The day before, North Miami Beach officials ordered the evacuation of the Crestview Towers, saying the building was delinquent with its 40-year recertification. Officials cited the late certification report to say the building was structurally and electrically unsafe.
Many residents of Champlain Towers South whose condos didn’t collapse had to evacuate without many of their belongings, leaving behind clothes, valuables and family photographs.
On Sunday, Miami-Dade Police Director Alfredo Ramirez III said homicide detectives had been “collecting items that are retrievable, and are logging them and documenting them.”
Any type of heirloom that was safe to retrieve is being documented to “be addressed at a later date with family members,” he said.
24th victim identified
David Epstein, 58, has been identified as the 24th victim confirmed to have died in the collapse. His body was recovered Friday, officials said.
The victims range in age from 4 to 92.
Those who died include 4- and 10-year-old sisters, an elderly couple and the daughter of a firefighter.
Nicole Mejias told CNN on Saturday that five of her family members were in the Champlain Towers South building when it collapsed, including 7-year-old Stella Cattarossi, the daughter of the Miami firefighter. Cattarossi’s body was found Thursday night.

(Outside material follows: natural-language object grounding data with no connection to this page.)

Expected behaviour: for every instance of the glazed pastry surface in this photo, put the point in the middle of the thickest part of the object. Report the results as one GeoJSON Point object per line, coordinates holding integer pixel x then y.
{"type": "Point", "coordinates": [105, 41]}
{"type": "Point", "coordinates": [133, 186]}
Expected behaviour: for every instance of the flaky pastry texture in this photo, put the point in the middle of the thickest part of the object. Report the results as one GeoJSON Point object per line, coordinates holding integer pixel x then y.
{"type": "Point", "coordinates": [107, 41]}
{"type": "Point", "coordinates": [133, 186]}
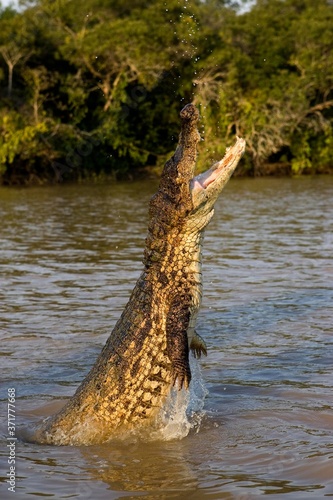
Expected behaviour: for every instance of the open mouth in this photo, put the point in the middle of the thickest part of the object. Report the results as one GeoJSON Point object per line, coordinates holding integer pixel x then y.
{"type": "Point", "coordinates": [222, 170]}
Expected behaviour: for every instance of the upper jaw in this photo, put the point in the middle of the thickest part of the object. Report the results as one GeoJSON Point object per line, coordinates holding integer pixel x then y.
{"type": "Point", "coordinates": [207, 186]}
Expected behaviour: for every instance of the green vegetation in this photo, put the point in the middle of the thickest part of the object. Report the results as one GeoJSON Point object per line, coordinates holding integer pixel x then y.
{"type": "Point", "coordinates": [93, 88]}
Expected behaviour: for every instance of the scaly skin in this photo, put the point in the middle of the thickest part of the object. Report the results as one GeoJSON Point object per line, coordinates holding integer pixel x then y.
{"type": "Point", "coordinates": [148, 350]}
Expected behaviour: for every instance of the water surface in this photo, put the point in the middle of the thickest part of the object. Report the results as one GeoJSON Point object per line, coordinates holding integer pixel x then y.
{"type": "Point", "coordinates": [69, 257]}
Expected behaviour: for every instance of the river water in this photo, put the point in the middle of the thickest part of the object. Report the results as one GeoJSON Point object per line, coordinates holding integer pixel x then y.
{"type": "Point", "coordinates": [69, 258]}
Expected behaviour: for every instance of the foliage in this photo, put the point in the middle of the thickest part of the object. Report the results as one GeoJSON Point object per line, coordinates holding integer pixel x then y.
{"type": "Point", "coordinates": [94, 87]}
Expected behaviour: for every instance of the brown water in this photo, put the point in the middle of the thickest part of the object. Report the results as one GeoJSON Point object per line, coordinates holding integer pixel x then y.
{"type": "Point", "coordinates": [69, 258]}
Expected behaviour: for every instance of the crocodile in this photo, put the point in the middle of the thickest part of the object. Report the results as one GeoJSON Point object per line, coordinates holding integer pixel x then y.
{"type": "Point", "coordinates": [148, 350]}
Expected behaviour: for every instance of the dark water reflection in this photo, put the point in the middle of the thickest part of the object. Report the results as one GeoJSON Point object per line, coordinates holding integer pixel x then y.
{"type": "Point", "coordinates": [69, 258]}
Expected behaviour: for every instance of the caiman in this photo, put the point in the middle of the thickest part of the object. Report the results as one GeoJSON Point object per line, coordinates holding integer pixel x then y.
{"type": "Point", "coordinates": [147, 352]}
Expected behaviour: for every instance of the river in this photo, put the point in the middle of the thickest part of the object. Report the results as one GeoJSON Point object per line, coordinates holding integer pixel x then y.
{"type": "Point", "coordinates": [262, 399]}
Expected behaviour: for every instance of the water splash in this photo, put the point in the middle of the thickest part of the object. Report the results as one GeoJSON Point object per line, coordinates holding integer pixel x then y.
{"type": "Point", "coordinates": [183, 410]}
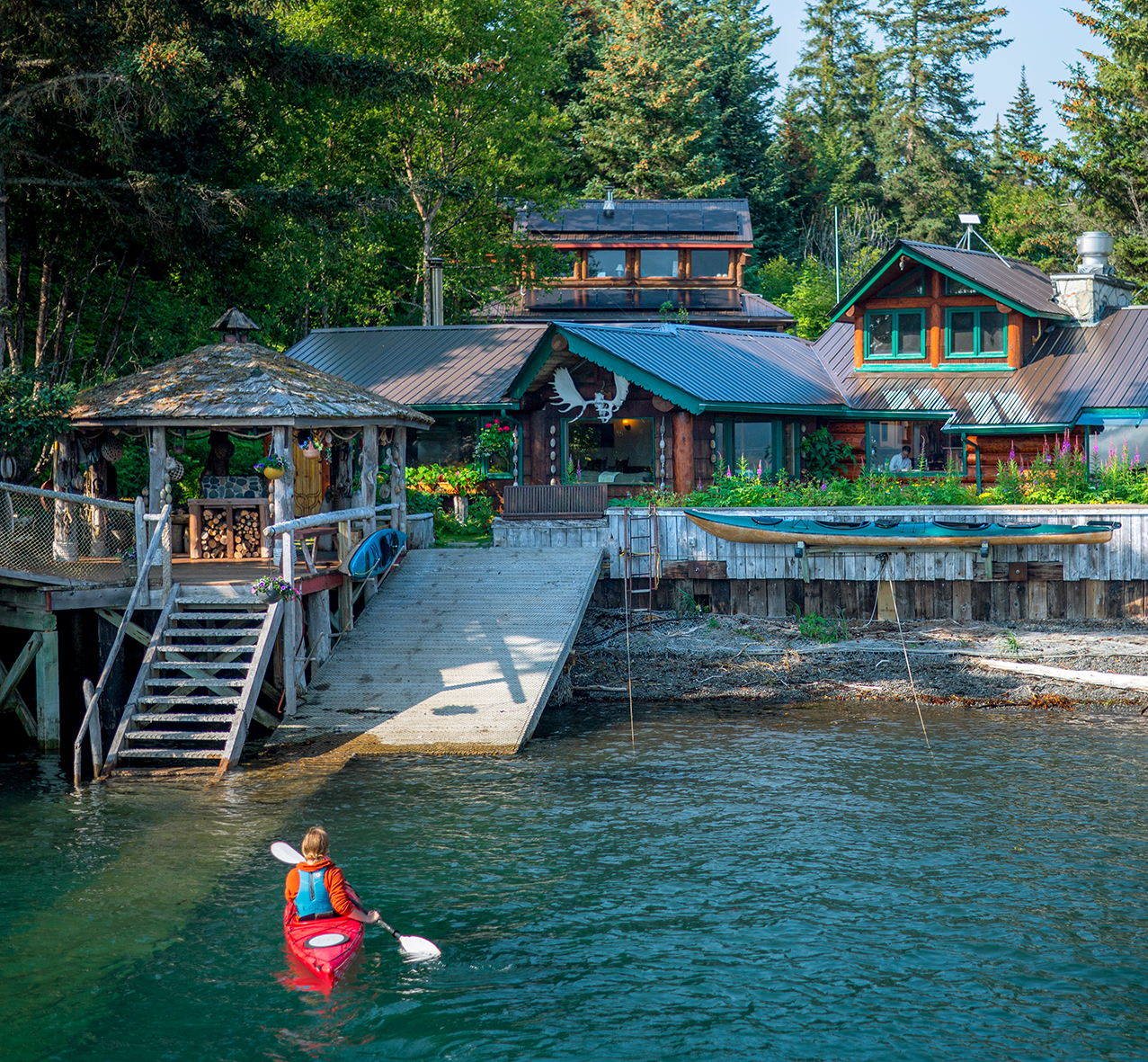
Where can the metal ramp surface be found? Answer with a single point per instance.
(457, 654)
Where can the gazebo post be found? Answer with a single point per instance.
(282, 492)
(398, 479)
(65, 467)
(156, 468)
(369, 486)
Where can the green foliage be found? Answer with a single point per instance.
(824, 455)
(820, 629)
(1106, 109)
(30, 418)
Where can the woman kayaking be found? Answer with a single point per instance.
(317, 888)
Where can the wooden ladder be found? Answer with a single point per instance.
(198, 684)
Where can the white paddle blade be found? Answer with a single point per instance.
(418, 947)
(286, 854)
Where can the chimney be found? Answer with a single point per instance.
(235, 327)
(434, 278)
(1094, 289)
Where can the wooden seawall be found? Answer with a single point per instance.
(1025, 582)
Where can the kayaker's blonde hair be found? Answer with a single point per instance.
(316, 844)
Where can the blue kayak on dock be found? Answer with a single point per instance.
(376, 554)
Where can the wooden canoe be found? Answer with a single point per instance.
(892, 534)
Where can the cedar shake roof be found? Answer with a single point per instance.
(240, 384)
(459, 365)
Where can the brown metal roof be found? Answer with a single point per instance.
(1016, 281)
(1069, 370)
(657, 219)
(236, 382)
(449, 365)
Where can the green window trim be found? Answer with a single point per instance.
(976, 353)
(920, 356)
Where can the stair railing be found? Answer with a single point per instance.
(90, 726)
(286, 531)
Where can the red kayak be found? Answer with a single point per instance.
(325, 946)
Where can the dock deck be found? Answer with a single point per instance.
(457, 655)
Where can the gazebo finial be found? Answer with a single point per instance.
(235, 326)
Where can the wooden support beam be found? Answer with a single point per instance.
(15, 701)
(47, 692)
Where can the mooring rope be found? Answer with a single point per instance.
(912, 684)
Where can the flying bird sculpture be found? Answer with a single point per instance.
(568, 397)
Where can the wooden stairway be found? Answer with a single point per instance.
(197, 687)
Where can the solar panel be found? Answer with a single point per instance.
(649, 220)
(720, 220)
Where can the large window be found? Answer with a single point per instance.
(620, 451)
(895, 335)
(606, 263)
(708, 263)
(977, 333)
(449, 441)
(659, 263)
(885, 442)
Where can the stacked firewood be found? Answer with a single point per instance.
(245, 533)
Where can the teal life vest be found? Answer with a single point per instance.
(312, 899)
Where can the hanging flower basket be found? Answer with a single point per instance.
(272, 467)
(273, 588)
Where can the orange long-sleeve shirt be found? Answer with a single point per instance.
(336, 887)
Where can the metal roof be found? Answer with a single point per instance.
(1010, 281)
(716, 368)
(230, 382)
(444, 365)
(1069, 370)
(724, 219)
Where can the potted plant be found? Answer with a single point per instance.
(273, 588)
(272, 467)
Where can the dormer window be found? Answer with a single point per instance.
(659, 263)
(604, 264)
(708, 263)
(977, 333)
(894, 335)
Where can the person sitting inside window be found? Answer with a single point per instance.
(902, 461)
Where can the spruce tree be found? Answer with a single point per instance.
(832, 98)
(925, 131)
(1023, 137)
(1106, 111)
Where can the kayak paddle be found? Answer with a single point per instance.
(413, 947)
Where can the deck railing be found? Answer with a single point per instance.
(285, 555)
(556, 502)
(69, 539)
(90, 726)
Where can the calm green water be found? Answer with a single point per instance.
(747, 886)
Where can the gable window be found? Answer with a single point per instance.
(978, 333)
(659, 263)
(606, 263)
(709, 263)
(620, 451)
(894, 335)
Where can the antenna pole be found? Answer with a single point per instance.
(837, 255)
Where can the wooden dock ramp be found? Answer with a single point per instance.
(456, 655)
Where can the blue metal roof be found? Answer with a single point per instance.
(716, 368)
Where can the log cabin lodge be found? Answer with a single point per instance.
(961, 355)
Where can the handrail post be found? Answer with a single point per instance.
(290, 635)
(140, 536)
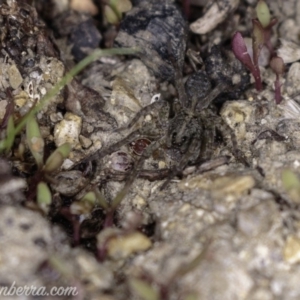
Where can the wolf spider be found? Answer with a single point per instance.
(191, 131)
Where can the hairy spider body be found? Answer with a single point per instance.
(186, 138)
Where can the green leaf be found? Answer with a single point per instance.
(143, 289)
(35, 141)
(68, 78)
(56, 159)
(110, 15)
(89, 197)
(263, 13)
(44, 196)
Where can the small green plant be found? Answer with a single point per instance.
(261, 34)
(11, 128)
(291, 184)
(114, 9)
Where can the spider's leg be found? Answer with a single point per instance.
(115, 147)
(155, 106)
(138, 168)
(193, 148)
(227, 131)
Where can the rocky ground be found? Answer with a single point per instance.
(214, 215)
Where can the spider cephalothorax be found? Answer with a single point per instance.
(187, 137)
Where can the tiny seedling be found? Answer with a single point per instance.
(11, 128)
(113, 10)
(261, 36)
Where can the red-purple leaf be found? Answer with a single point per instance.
(277, 65)
(240, 51)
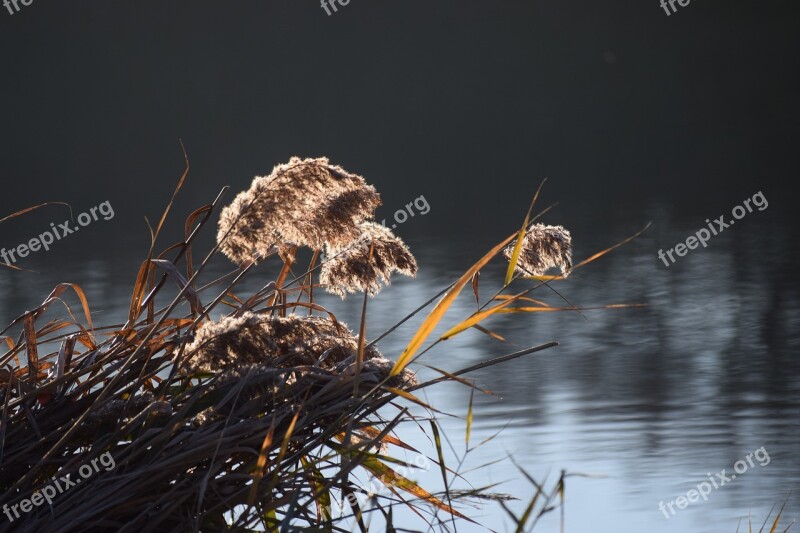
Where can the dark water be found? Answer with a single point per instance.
(645, 402)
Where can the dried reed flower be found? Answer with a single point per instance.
(236, 343)
(352, 269)
(306, 202)
(543, 247)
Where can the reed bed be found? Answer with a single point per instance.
(270, 416)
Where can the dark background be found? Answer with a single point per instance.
(468, 103)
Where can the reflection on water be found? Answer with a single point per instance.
(647, 401)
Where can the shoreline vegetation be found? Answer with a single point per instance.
(276, 415)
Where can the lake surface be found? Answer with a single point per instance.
(645, 402)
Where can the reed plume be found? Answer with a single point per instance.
(236, 343)
(305, 202)
(543, 247)
(362, 265)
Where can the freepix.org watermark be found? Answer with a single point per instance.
(56, 233)
(670, 4)
(419, 205)
(329, 5)
(58, 486)
(718, 480)
(714, 228)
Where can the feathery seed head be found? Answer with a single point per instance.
(236, 342)
(307, 202)
(352, 268)
(543, 247)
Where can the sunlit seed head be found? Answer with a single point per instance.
(362, 265)
(306, 202)
(238, 342)
(543, 247)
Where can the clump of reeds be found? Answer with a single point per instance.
(259, 419)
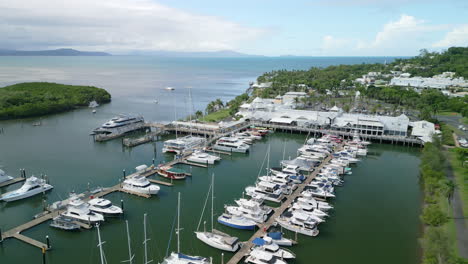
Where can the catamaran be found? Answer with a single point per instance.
(231, 144)
(4, 177)
(202, 157)
(183, 145)
(140, 184)
(31, 187)
(79, 210)
(104, 206)
(179, 258)
(215, 238)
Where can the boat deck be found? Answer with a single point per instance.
(263, 228)
(12, 181)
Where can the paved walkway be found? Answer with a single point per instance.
(459, 218)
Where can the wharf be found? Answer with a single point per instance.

“We just miss them so much already, we wish this tragedy didn’t happen, and will always remember them,” Mejias said.
Tropical Storm Elsa
Florida Gov. Ron DeSantis declared a state of emergency for 15 counties Saturday — including Miami-Dade County — because of Tropical Storm Elsa.
“We’re preparing for the risk of isolated tornadoes, storm surge, heavy rainfall and flash flooding,” DeSantis said, adding the state has “begun executing contingency plans for the Tropical Storm Elsa and Surfside co-response.”
A tropical storm warning has been issued for the Florida Keys and a tropical storm watch is in effect for parts of southwest Florida as far north as Tampa Bay.
Elsa was a Category 1 hurricane Friday and early Saturday, but later weakened to a tropical storm as it took aim at the Dominican Republic and Haiti. Forecasters say the storm’s center will not directly impact Surfside, though the city could be affected by its outer bands, with wind gusts and rain starting in the area as early as Monday morning.
The governor expressed his support for the demolition plan ahead of Elsa’s impact and said Saturday he believed it would be best for the building to be down before the storm arrives. “With these gusts potentially, it would create a really big hazard.”